Sie gründete ein eigenes Label und lehrte als Dozentin an der Berliner ESMOD.
„Wir setzen da an, wo der Lehrplan der Schulen aufhört“, sagt Silke. Denn viele Studierende fragen sich, wie sie überhaupt an die begehrten Jobs in der Modebranche kommen. Die Philosophie von about:fashion will genau dort ansetzen. „Wir klären viel auf über Headhunter, Kontakte in die Branche, Arbeitsverträge, und die Frage, wie ich mich vermarkte.“

about:Fashion unterstützt beim Einstieg in die Modebranche. Fotocredit: Studio Karpstein

about:fashion unterstützt beim Einstieg in die Modebranche. Fotocredit: Studio Karpstein

„Die Leute profitieren von meinem großen Netzwerk.“

Die Preise liegen neben den Süßigkeiten, unter Plakaten an der Wand, welche erklären wer Silke ist und was das Unternehmen so macht. Silke empfängt uns, der Raum ist recht leer. Kathi nimmt auf was Silke erzählt, der Raum füllt sich mit netten Menschen und damit auch mit Lautstärke. Ich habe Sorge, dass man die Aufnahme am Ende nicht versteht.
Beim Umsehen lerne ich aus dem Hintergrund endlich wie man Demeulemeester richtig ausspricht.
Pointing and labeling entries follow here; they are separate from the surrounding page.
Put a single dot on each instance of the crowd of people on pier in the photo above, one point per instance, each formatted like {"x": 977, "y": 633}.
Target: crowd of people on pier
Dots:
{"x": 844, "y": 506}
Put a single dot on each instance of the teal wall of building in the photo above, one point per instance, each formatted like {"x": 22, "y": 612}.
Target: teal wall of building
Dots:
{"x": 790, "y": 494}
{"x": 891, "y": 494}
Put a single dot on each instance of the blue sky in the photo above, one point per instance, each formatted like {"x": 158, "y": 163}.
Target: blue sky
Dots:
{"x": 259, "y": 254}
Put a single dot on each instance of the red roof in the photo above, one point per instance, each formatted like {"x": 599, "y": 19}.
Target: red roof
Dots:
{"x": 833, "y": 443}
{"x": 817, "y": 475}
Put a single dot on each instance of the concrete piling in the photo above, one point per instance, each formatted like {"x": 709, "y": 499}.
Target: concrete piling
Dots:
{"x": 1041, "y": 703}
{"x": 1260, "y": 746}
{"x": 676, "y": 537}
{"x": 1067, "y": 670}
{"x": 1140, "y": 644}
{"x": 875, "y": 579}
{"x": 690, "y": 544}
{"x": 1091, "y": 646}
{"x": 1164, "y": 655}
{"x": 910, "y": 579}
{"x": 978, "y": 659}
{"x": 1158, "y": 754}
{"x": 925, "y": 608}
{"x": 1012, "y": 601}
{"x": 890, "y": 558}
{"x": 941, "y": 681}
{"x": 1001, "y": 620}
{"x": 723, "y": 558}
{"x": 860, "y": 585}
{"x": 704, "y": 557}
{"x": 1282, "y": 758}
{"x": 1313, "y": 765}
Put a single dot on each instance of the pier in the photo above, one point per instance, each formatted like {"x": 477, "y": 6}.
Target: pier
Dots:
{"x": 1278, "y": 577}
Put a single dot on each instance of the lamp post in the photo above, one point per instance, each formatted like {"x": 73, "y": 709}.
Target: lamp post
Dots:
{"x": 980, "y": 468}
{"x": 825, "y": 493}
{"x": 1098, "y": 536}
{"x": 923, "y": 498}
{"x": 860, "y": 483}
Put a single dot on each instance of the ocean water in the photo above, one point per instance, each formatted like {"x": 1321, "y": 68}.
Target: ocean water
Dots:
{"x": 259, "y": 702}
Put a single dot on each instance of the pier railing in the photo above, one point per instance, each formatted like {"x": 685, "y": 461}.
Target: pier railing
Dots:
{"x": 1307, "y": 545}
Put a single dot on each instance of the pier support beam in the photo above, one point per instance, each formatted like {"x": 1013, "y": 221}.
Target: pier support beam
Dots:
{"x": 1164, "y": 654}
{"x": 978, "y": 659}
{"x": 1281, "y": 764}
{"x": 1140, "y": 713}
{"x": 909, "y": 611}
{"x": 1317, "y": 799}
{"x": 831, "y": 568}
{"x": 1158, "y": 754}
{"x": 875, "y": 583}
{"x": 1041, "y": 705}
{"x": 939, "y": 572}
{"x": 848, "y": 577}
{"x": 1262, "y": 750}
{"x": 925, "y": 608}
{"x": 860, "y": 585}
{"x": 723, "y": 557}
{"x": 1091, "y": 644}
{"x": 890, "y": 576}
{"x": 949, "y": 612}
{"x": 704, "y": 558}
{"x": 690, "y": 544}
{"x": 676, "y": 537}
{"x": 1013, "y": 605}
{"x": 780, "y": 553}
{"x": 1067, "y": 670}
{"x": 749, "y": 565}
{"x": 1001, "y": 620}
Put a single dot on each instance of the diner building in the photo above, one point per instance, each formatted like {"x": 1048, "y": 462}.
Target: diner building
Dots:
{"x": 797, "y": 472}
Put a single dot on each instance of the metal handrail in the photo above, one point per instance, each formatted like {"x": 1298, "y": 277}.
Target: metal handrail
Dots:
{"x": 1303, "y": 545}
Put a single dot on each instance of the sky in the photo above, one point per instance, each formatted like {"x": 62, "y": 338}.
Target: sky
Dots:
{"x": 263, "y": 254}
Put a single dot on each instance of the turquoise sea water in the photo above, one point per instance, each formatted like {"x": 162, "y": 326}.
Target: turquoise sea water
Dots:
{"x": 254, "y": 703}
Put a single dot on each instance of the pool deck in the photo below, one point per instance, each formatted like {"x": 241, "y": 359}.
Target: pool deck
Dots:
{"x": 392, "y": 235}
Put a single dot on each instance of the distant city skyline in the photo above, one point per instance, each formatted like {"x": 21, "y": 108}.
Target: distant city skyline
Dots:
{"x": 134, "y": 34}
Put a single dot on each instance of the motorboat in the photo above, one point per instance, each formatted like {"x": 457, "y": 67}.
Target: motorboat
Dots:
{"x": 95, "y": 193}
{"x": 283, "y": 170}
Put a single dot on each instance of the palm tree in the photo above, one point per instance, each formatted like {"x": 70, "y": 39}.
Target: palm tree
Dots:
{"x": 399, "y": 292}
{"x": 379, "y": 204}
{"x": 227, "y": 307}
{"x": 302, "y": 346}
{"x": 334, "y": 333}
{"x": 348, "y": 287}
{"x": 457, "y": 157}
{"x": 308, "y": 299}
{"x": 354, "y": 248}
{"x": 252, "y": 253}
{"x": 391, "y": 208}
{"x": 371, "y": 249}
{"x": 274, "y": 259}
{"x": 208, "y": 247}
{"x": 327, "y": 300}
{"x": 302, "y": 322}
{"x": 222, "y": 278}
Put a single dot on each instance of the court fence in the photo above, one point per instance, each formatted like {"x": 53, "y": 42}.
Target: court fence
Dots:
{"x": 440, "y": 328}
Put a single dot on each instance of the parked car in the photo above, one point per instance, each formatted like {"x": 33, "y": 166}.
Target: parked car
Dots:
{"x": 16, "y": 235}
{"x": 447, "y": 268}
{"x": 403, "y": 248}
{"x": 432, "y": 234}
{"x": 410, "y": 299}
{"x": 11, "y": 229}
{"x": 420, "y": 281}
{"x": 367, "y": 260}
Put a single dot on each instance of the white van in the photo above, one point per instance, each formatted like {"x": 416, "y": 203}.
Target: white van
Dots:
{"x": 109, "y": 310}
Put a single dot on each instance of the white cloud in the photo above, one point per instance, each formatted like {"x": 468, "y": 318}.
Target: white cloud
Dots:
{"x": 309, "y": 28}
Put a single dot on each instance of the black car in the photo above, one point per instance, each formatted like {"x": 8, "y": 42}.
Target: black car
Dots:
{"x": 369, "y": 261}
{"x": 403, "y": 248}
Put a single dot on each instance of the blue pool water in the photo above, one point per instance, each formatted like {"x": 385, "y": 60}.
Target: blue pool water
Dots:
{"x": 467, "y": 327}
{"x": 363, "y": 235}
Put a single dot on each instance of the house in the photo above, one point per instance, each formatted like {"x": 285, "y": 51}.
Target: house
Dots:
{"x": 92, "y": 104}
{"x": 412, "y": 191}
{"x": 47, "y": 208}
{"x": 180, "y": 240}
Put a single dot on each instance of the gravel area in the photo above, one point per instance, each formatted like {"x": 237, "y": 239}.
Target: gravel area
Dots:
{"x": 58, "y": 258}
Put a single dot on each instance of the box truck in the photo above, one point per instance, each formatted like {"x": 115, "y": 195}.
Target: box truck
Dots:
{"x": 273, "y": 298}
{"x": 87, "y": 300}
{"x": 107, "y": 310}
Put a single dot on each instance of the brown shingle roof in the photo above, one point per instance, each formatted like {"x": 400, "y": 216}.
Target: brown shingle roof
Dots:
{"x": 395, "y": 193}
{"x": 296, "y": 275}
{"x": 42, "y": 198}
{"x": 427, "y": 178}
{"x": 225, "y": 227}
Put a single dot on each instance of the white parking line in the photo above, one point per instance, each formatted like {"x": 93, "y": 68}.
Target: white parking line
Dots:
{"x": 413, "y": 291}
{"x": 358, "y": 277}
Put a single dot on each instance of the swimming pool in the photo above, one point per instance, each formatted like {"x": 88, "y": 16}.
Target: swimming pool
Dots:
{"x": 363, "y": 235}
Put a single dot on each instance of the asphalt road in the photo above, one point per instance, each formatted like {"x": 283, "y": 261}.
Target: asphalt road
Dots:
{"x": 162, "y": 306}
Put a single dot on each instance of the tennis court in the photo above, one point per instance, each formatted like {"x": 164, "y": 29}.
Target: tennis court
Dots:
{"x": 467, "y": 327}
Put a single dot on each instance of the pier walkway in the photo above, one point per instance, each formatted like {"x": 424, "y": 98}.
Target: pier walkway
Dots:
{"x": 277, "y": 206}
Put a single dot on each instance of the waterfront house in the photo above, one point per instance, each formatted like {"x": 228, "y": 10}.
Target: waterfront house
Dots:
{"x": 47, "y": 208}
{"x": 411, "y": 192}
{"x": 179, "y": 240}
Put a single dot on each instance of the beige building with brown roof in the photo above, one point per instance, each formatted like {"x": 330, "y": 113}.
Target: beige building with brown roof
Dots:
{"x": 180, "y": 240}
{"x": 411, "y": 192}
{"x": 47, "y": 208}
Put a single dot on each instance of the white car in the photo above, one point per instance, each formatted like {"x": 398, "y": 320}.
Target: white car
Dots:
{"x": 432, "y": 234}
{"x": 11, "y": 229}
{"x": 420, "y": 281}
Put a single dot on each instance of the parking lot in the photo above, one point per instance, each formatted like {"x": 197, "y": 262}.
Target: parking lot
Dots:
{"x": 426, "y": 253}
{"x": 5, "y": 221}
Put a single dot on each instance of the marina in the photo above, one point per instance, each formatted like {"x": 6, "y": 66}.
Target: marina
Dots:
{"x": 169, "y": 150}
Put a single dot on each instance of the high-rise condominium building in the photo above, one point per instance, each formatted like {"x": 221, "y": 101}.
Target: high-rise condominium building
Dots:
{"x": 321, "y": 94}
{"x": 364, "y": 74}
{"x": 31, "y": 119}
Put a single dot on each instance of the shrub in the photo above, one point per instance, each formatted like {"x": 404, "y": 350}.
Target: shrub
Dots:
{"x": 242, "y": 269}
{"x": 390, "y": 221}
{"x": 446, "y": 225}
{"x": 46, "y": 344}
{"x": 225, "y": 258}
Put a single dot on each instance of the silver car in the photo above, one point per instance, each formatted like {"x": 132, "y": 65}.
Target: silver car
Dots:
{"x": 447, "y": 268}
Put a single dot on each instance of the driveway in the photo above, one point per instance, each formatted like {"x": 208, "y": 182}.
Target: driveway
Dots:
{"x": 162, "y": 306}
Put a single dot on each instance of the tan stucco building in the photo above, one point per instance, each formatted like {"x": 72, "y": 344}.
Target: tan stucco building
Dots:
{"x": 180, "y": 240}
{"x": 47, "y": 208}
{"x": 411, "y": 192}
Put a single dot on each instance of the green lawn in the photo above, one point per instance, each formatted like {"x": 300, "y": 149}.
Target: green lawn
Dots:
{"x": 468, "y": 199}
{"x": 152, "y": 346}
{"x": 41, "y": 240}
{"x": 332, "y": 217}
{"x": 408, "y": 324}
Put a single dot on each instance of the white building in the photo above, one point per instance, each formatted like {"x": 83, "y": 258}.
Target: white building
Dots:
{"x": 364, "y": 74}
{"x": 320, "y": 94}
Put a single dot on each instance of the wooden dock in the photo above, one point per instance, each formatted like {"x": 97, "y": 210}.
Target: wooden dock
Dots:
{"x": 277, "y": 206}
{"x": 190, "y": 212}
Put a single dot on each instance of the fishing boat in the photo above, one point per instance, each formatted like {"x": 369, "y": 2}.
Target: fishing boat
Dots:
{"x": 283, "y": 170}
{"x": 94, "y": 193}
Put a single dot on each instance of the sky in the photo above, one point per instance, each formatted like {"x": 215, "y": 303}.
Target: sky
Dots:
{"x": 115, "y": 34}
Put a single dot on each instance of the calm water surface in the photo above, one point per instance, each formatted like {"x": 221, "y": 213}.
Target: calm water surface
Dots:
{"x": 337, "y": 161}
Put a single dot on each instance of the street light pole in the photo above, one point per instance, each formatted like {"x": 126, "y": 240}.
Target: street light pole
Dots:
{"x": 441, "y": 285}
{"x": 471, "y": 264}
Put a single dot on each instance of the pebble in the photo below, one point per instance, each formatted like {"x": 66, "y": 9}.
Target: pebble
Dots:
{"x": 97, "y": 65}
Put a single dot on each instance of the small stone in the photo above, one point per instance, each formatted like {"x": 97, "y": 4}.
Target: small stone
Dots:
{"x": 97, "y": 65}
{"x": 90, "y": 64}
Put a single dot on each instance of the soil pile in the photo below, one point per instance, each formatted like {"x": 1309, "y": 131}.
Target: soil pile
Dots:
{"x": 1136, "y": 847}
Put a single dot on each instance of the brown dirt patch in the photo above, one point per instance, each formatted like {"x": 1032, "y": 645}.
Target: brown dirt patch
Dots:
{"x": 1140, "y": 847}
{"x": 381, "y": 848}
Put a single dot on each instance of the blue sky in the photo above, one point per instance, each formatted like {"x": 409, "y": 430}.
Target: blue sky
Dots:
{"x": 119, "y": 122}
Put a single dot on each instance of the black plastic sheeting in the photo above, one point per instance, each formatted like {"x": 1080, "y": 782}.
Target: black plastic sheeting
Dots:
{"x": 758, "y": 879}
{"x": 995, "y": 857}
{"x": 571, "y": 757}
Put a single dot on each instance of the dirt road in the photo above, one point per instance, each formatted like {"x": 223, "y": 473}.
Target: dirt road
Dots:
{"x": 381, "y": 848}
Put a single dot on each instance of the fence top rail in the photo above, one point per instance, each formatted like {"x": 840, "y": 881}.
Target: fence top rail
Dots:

Silke kennt die Modebranche in- und auswendig. Aufgrund ihrer jahrelangen Berufserfahrung und Head-of-Positionen ist die geschmackvoll gekleidete Frau national und international gut vernetzt. Vor allem weiß sie, welchen Anforderungen sich die Bewerber stellen müssen, um international konkurrenzfähig zu sein. Aus ihrem Know-How sollen zukünftige Modeschaffende schöpfen. „Die Leute profitieren von meinem großen Netzwerk. Meine Kollegen arbeiten in den renommiertesten Unternehmen und dieses Insiderwissen kann eine Schule so nicht bieten.“

„Ich habe eine tolle Karriere gemacht und das ist der Motor und die Motivation, Leuten zu helfen, auch so eine tolle Karriere zu machen.“

Wer Support braucht, ist bei about:Fashion gut aufgehoben. Fotocredit: Studio Karpstein

Wer die Karriereleiter hochklettern will, kann hier Support finden. Fotocredit: Studio Karpstein

Über die nächsten zwei Stunden reden wir noch viel mit Silke. Eine Architekturstudentin informiert sich über das Modedesignstudium. Eventuell will sie direkt in den Master einsteigen. Sie erhofft sich Tipps, die bekommt sie von Silke. Silke ist ehrlich, ohne die Studentin zu entmutigen, sie macht auch klar, dass ihre Kurse nicht bedingungslos Sinn machen. Das Ziel muss stimmen. Das Gespräch gefällt mir, Silke ist sympathisch. Scheinbar ist sie eine großartige Verkäuferin, macht Sinn, wenn sie beibringen will, wie man sich am besten Verkauft. Sie sagt, sie möge die Modebranche, was mich selbst etwas verwirrt.